Croissance 2027 : entre ambition et prudence

Le gouvernement table sur une croissance économique de 5,1 % en 2027, contre une estimation de 4 % pour l’année en cours. Cette progression serait principalement portée par les investissements publics et privés, ainsi que par le développement du secteur productif. Une particularité notable de ces projections réside dans leur ancrage sur des hypothèses modérées concernant les cours du pétrole, illustrant la volonté de réduire progressivement la dépendance aux hydrocarbures.

Le manganèse, le bois transformé et l’huile de palme sont désormais identifiés comme les nouveaux moteurs de croissance. Cette stratégie confirme l’engagement affiché de longue date par les autorités en faveur de la diversification économique, mais elle se distingue par une détermination institutionnelle sans précédent.

Le défi reste de taille. Peu de pays producteurs de pétrole ont réussi à s’affranchir durablement de leur dépendance aux hydrocarbures sans engager des réformes structurelles profondes de leur modèle économique et de leur gouvernance.

Équilibre délicat entre rigueur financière et impératifs sociaux

L’élaboration du budget 2027 intervient dans un contexte où le Gabon mène des discussions avec le Fonds monétaire international. Les autorités ont toutefois tenu à rassurer la population sur un point essentiel : la rigueur budgétaire ne devra pas se faire au détriment des couches les plus vulnérables.

Les dépenses sociales sont ainsi préservées, avec un accent particulier sur l’accès à l’eau potable, à l’électricité, à la santé, à l’éducation et aux aides aux ménages défavorisés. Six priorités ont d’ores et déjà été identifiées : amélioration des services d’eau et d’énergie, entrepreneuriat des jeunes, infrastructures, logement, justice sociale, développement durable et renforcement des institutions.

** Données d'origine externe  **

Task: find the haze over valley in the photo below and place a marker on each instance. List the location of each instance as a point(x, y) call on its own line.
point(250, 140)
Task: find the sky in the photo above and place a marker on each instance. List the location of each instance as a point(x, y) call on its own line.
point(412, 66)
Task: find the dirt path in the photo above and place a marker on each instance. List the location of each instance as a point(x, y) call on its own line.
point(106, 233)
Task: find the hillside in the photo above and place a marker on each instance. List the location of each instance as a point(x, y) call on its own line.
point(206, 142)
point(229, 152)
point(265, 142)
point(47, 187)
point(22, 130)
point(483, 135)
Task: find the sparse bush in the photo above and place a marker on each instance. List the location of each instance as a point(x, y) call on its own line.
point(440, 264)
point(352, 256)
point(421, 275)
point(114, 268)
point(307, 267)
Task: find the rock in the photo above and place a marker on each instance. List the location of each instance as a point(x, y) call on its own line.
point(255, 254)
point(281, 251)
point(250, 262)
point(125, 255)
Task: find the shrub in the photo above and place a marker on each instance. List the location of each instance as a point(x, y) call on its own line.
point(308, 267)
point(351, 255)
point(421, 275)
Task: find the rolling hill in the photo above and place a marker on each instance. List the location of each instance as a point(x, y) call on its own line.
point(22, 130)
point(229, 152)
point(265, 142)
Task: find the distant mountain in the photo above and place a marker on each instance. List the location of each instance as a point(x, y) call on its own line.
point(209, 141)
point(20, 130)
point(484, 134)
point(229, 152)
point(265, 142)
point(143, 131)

L’équation est complexe. Les ressources disponibles restent limitées alors que les attentes de la population sont immenses. Le véritable enjeu du budget 2027 ne résidera pas uniquement dans les chiffres adoptés par le Parlement, mais dans la capacité de l’État à traduire ces crédits en améliorations tangibles pour les citoyens.

Car au final, ce ne sont ni les projections économiques ni les tableaux budgétaires qui définiront le succès de cette réforme. Le verdict reviendra aux Gabonais eux-mêmes. Si les écoles fonctionnent mieux, si l’eau et l’électricité deviennent plus accessibles, si les jeunes trouvent davantage d’opportunités et si les infrastructures se développent réellement, alors le Gabon pourra revendiquer une transition réussie vers une nouvelle ère de gestion publique. Dans le cas contraire, le budget de résultats ne restera qu’une promesse parmi d’autres dans l’histoire des réformes africaines inabouties. L’année 2027 pourrait ainsi marquer un tournant décisif pour la gouvernance économique du pays, et peut-être inspirer bien au-delà de ses frontières.